Édition du 23 février 2021

Une tribune libre pour la gauche québécoise en marche

Négociations du secteur public

« Vendredi on sort s'afficher » (CCMM-CSN)

MONTRÉAL, le 12 févr. 2021 - À l’initiative des syndicats du personnel enseignant du Collège Ahuntsic, du Collège de Rosemont et du Cégep du Vieux-Montréal, des professeures et des professeurs de la FNEEQ défileront aujourd’hui, vendredi 12 février, de 14h à 16h, devant les bureaux de la Fédération des cégeps, rue Crémazie, à Montréal, afin d’exposer leur ras-le-bol face à un processus de négociation qui stagne. Toutes et tous seront invités à écrire et afficher leurs doléances et leurs revendications bien à la vue des représentants de la partie patronale. Presqu’un an depuis l’échéance de la convention collective et les perspectives sont sombres. Il est temps que ça débloque !

Rappelons que dès le mois de mars 2020, les représentants de la CSN ont proposé de suspendre les négociations, afin d’accorder la priorité à la crise sanitaire, surtout aux personnes qui portent quotidiennement à bout de bras des réseaux épuisés et désorganisés. C’est le gouvernement qui a refusé, prétextant sa volonté de régler les conventions au plus vite, alors qu’il est aujourd’hui l’unique responsable du cul-de-sac dans lequel nous nous trouvons. Son discours sur l’importance des services publics ne trouve pas écho dans ses gestes. Ce décalage entre paroles et actions est d’ailleurs régulièrement dénoncé par nos représentants.

Il est plus que temps que nos vis-à-vis de la Fédération des cégeps, qui forment une partie du Comité patronal de négociation des collèges (CPNC), démontrent qu’ils ont à cœur le réseau collégial autant que nous et qu’ils obtiennent du Conseil du trésor des mandats et des ressources afin de convenir de solutions aux problèmes et aux situations inéquitables auxquelles nous sommes confrontés. Rappelons par exemple qu’une personne chargée cours à la formation continue peut gagner jusqu’à la moitié moins pour une tâche d’enseignement équivalente. Cette situation ne peut pas perdurer. Elle illustre d’ailleurs la désastreuse précarité avec laquelle trop de nos collègues doivent composer. Soulignons à ce propos que c’est environ 40% des enseignantes et des enseignants qui sont de statut précaire, ce qui entraîne son lot de problème et nuit considérablement à la stabilité et à la prévisibilité essentiels au travail dans l’enseignement supérieur.

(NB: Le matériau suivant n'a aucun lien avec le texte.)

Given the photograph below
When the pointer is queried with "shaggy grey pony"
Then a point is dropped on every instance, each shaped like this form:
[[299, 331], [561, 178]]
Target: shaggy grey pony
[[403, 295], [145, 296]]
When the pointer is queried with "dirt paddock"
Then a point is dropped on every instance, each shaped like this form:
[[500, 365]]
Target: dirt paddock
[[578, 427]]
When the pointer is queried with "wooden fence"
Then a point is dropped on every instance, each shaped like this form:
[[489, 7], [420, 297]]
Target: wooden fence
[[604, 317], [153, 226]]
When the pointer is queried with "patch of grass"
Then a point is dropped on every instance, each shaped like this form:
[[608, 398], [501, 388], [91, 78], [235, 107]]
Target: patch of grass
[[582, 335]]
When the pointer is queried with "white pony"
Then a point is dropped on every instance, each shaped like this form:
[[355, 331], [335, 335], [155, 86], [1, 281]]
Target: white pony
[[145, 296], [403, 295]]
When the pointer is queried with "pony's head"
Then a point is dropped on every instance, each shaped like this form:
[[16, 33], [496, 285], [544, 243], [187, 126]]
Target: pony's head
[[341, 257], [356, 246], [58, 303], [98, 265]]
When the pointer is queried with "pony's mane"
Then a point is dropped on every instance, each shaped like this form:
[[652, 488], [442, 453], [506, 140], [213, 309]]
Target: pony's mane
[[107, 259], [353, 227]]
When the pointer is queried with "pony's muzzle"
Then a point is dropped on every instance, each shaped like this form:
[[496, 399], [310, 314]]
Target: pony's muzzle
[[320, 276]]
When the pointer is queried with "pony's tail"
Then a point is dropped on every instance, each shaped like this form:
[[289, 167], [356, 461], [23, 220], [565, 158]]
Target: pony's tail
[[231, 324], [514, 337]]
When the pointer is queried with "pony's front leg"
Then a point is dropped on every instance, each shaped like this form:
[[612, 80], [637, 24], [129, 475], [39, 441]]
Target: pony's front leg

Les événements de la dernière année ont par ailleurs démontré clairement le rôle central des travailleuses et des travailleurs des services publics, et à quel point des années de négligence et de sous-financement avaient laissé les réseaux de la santé, des services sociaux et de l’éducation dans un état déplorable. La justification de notre présence ici déborde donc le strict cadre de la profession enseignante collégiale. Nos collègues des autres secteurs sont également confrontés au double-discours du gouvernement et assistent impuissants à la dégradation de leurs conditions de travail et de pratique, pendant que les porte-paroles du gouvernement persistent à s’accorder des notes parfaites pour leur performance. Il faut impérativement une amélioration significative des conditions de travail et des conditions salariales afin de permettre aux services publics de remplir adéquatement leur rôle.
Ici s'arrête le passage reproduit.